Nested CEs: option {...} into result {...} into validation {...}. Possible, yes.

Approach 2: asyncResult {...} and friends

For task, the alternative is to use special CEs, like taskResult {...} available in FsToolkit.ErrorHandling.

let tryUserSignup email lastNameInput =
    taskResult { // <-- this is new
        let! lastName = tryParseLastName lastNameInput
        let! email = tryParseEmailAddress email
        
        let user = { User.Email = email; LastName = lastName }

        let! connection = getConnection ()
        
        // unwraps Task<Result<PersistedUser, Error>> to PersistedUser
        // or terminates the expression block and returns the Error
        let! insertedUser = insertUser connection user
        // ...
    }

`taskResult {...}`'s `let!` knows how to unwrap `Result`-, `Async`- and `Task<Result<,>>`-typed values.

The library covers combinations like taskResult {...}, taskValidation {...}, and many others.

Mixing CEs with pattern matching

It is always possible to use pattern matching instead of CEs.

task {
    // Unwrap Task<> using let!
    let! insertedUserResult = insertUser connection user
    // Unwrap Result<> using pattern matching
    match insertedUserResult with
    | Error err -> return err
    | Ok dbUser ->
        // Continue with the successfully persisted user
        // ...
}

We can unwrap the Result<> manually using pattern matching, too.

Pattern matching is often the most pragmatic option.

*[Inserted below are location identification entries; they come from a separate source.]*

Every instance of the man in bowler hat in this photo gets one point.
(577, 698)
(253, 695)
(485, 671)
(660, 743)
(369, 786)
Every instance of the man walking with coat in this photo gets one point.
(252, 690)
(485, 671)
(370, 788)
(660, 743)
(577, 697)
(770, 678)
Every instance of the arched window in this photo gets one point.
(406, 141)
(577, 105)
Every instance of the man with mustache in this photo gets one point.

It makes sense when the resulting code is simpler or when you want to keep the number of CEs in your code base low.

Caveats

There are some drawbacks with Result-based error handling in general and its use in .NET.

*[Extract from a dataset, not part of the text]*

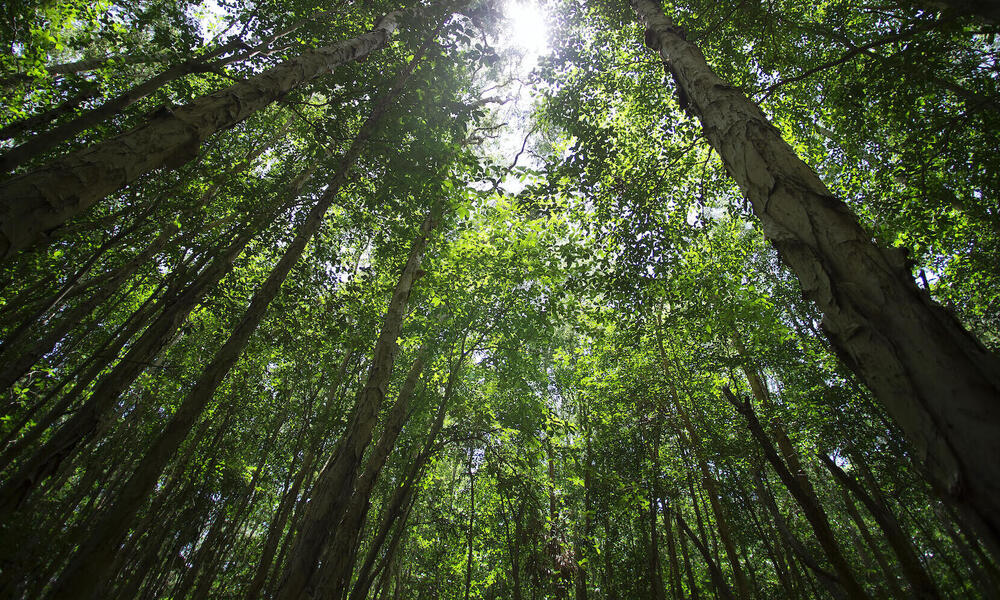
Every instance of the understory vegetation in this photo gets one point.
(499, 300)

Result-based error handling isn't universally better than exceptions:
- For a list of reasons, see "Against railway oriented programming".
- Still, "errors as values" is a viable default - newer popular languages seem to confirm this approach.
  Rust has native support for Results and unwrapping (?):
```
fn example() -> Result<(), SomeError> {
    // If `some_function` fails, return the error immediately.
    let value = some_function()?;
    Ok(())
}
```
  Golang functions return (value, error) as the idiomatic way to handle errors:
```
resp, err := http.Get("http://example.com/")
if err != nil {
	// handle error
}
resp, err := http.Post("http://example.com/upload", "image/jpeg", &buf)
...
```
  Source: https://pkg.go.dev/net/http

.NET's legacy of exception use:

The .NET runtime, standard library (BCL) and most of the community code relies on exceptions.

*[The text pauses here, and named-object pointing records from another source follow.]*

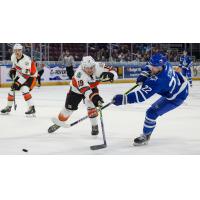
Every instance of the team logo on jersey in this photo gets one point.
(79, 74)
(154, 78)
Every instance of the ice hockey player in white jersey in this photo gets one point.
(23, 73)
(84, 86)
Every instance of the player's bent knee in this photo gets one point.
(152, 113)
(92, 112)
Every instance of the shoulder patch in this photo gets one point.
(78, 75)
(26, 63)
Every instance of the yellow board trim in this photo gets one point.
(67, 83)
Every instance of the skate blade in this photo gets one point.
(30, 115)
(142, 144)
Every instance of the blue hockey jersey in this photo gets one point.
(185, 62)
(167, 83)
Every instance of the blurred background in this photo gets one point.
(107, 52)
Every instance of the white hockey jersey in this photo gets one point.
(82, 83)
(25, 68)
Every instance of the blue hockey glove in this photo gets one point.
(119, 99)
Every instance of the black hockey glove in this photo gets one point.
(107, 76)
(12, 73)
(96, 99)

Exceptions will leak into your code unless you isolate dependencies.

let loadWebData url =
    taskResult {
        use client = new HttpClient()
        let! httpResponse = client.GetAsync url // This line will throw
        if not httpResponse.IsSuccessStatusCode then
            return! Error "Request failed"
        else
            let! content = httpResponse.Content.ReadAsStringAsync()
            return content
    }
    
taskResult {
    // loadWebData will throw a System.NotSupportedException:
    // "The 'http-bad-proto' scheme is not supported."
    // -> All result-based error handling is bypassed.
    let! data = loadWebData "http-bad-proto://example.com"
    printfn $"Data: {data}"
    return ()
} |> _.GetAwaiter().GetResult()

Exceptions will bypass all result-based error handling.

asyncResult and taskResult imply I/O.

Because async is mostly used for I/O operations which almost always have an error path, you need to watch out for exceptions, like in the HttpClient example above.
Less of a concern if I/O and core logic are separated, like in the functional core, imperative shell architecture.
Less of a concern when using F# libraries or frameworks.
The impact can be mitigated using wrapper classes and static analysis.

Getting started

If you haven't tried F#, or worked with Result types yet, I recommend starting with pattern matching. This site is a great source for learning more about the approach, although it doesn't cover CEs which solve many of the complexities.

Once you've grasped the building blocks, you can try refactoring your code using the result {...} CE from the excellent FsToolkit.ErrorHandling package.